É curioso ver que apesar da enorme quantidade de ouvintes-internautas, a maioria ainda busca as emissoras que estava acostumada no off-line. Somando as respostas, 88% ouvem na internet, emissoras que estão no AM e/ou FM. E o que ouvem ou buscam nos canais de rádio na internet ? O mesmo que ouviam no aparelho de rádio: a programação que está no ar, disseram 83% dos entrevistados, com destaque para o binômio música (66%) e notícia (60%)
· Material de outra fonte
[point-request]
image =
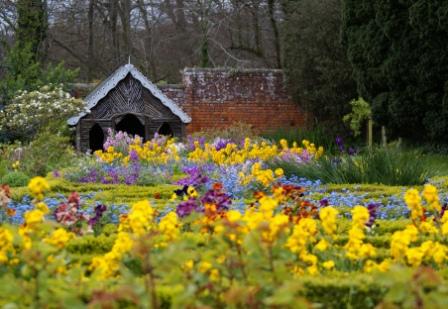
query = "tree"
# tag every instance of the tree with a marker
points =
(31, 26)
(23, 72)
(398, 53)
(317, 68)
Isto não quer dizer que o novo ouvinte não dá valor para os demais serviços oferecidos pelas emissoras que estão rede. Cresce o interesse a medida que ele passa a navegar no site da rádio. Mais da metade (51%), por exemplo, vai atrás dos blogs dos comentaristas/locutores (de minha parte, obrigado); e parte do público (28%) ouve podcast.

Por enquanto, a maioria dos ouvintes-internautas apenas trocou a forma de propagação do som, das ondas criadas pelo alemão Heinrich Rudolf Hertz pelas do britânico Tim Berners Lee. Não se engane, porém: estamos trabalhando com uma audiência de ‘migrantes digitais’ que aprende como boa parte de nós a navegar neste novo mundo, mas a audiência que dará vida ao rádio está nos ‘nativos digitais’ que nasceram na década de 80 e aprendem que tem o poder de controlar o consumo de mídia, ouvindo o que querem, na hora que podem ou quando precisam.